A historic red-brick Main Street winding through the hills of Galena, Illinois
← United States

Galena

"I didn't know Illinois had hills until Galena rose up out of nowhere."

Everyone tells you Illinois is flat, and for hours of driving it is — a green table stretching to every horizon, corn and sky and not much else. Then, close to the Mississippi in the far northwest corner, the land buckles. Lia and I came over a rise and suddenly there were hills, real ones, wooded and steep, and folded down among them a town that looked like a stage set someone had left out in the weather for a century and a half. Galena. Ninety-something percent of it is on the National Register, and you feel that instantly — not as preservation but as a kind of stubbornness, a place that simply declined to be demolished.

Main Street Frozen in Amber

Galena’s Main Street bends along the Galena River at the foot of the bluffs, a solid wall of nineteenth-century brick storefronts that now hold wine shops and bookstores and places selling absurdly good fudge. We walked its length slowly, ducking into a cluttered antiques shop where Lia found a tarnished brass compass she haggled over and lost. The street floods sometimes — there’s a floodgate at one end and old high-water marks painted on the buildings — but mostly it just sits there, impossibly intact. I kept expecting to see a man in a stovepipe hat. Instead there was an ice cream line out the door and a dog asleep in a doorway.
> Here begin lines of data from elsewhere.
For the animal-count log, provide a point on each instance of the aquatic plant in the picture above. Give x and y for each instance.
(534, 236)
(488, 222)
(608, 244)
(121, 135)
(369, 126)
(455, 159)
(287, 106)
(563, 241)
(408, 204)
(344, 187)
A curving street of nineteenth-century brick storefronts

Grant Slept Here

Galena’s great claim is Ulysses S. Grant, who was working in his family’s leather goods store here, going nowhere, when the Civil War pulled him out and eventually made him a general and then a president. The town gave him a house when he came home a hero, and it stands on the hill still, preserved with much of the family’s own furniture inside. We toured it on a quiet morning, and I found it oddly moving — the modest rooms, the sense of a man who’d been ordinary here and would never be ordinary again. Lia lingered at the window where the hills roll away, and I wondered what he’d made of coming back to all this smallness after the size of what he’d seen.
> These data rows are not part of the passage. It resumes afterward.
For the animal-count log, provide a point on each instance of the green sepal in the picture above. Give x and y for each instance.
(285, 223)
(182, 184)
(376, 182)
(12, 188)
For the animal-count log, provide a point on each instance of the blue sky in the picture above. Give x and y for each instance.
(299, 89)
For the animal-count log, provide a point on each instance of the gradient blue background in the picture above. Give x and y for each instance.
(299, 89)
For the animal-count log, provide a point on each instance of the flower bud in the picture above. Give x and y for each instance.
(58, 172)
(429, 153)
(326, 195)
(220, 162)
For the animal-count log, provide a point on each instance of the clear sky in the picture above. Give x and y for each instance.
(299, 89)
A preserved brick house on a hillside surrounded by trees

Into the Hills

The country around Galena is the real surprise — the Driftless Area, a patch of the Midwest the glaciers somehow missed, so it kept its ridges and hollows and twisting valleys while everything around it was scraped flat. We drove out into it one afternoon, past red barns and grazing cattle, up narrow lanes that crested onto views stretching toward the Mississippi. We stopped at a hilltop winery, sat on the terrace with a local red neither of us will remember, and watched the shadows of clouds drag slowly across the folded land. It didn’t feel like Illinois. It didn’t feel like anywhere in particular, which is exactly why we didn’t want to leave.
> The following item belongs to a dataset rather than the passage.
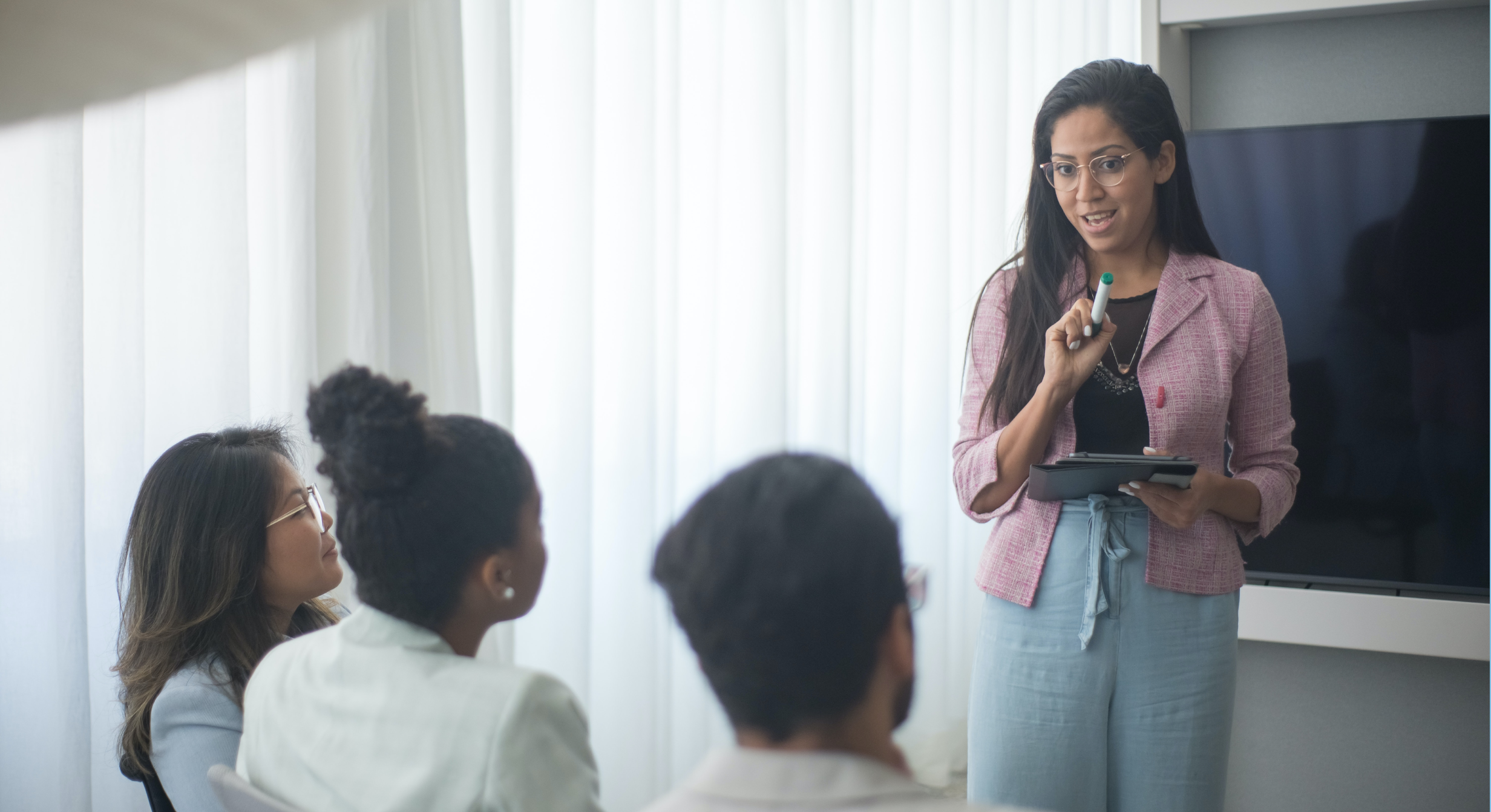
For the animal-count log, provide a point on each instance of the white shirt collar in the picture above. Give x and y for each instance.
(775, 775)
(369, 626)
Rolling green hills and farmland stretching toward the horizon

Getting There

Galena sits in the far northwest corner of Illinois, right near the Mississippi and the borders of Iowa and Wisconsin. It’s about a three-hour drive west of Chicago, the nearest major airport, and roughly an hour and a half from Madison, Wisconsin. There’s no train or bus worth the trouble — this is a place you reach by car, and the last stretch through the Driftless hills is half the reward. Weekends bring crowds from Chicago, so aim for a weekday if you can, and give yourself two nights. One is never enough here.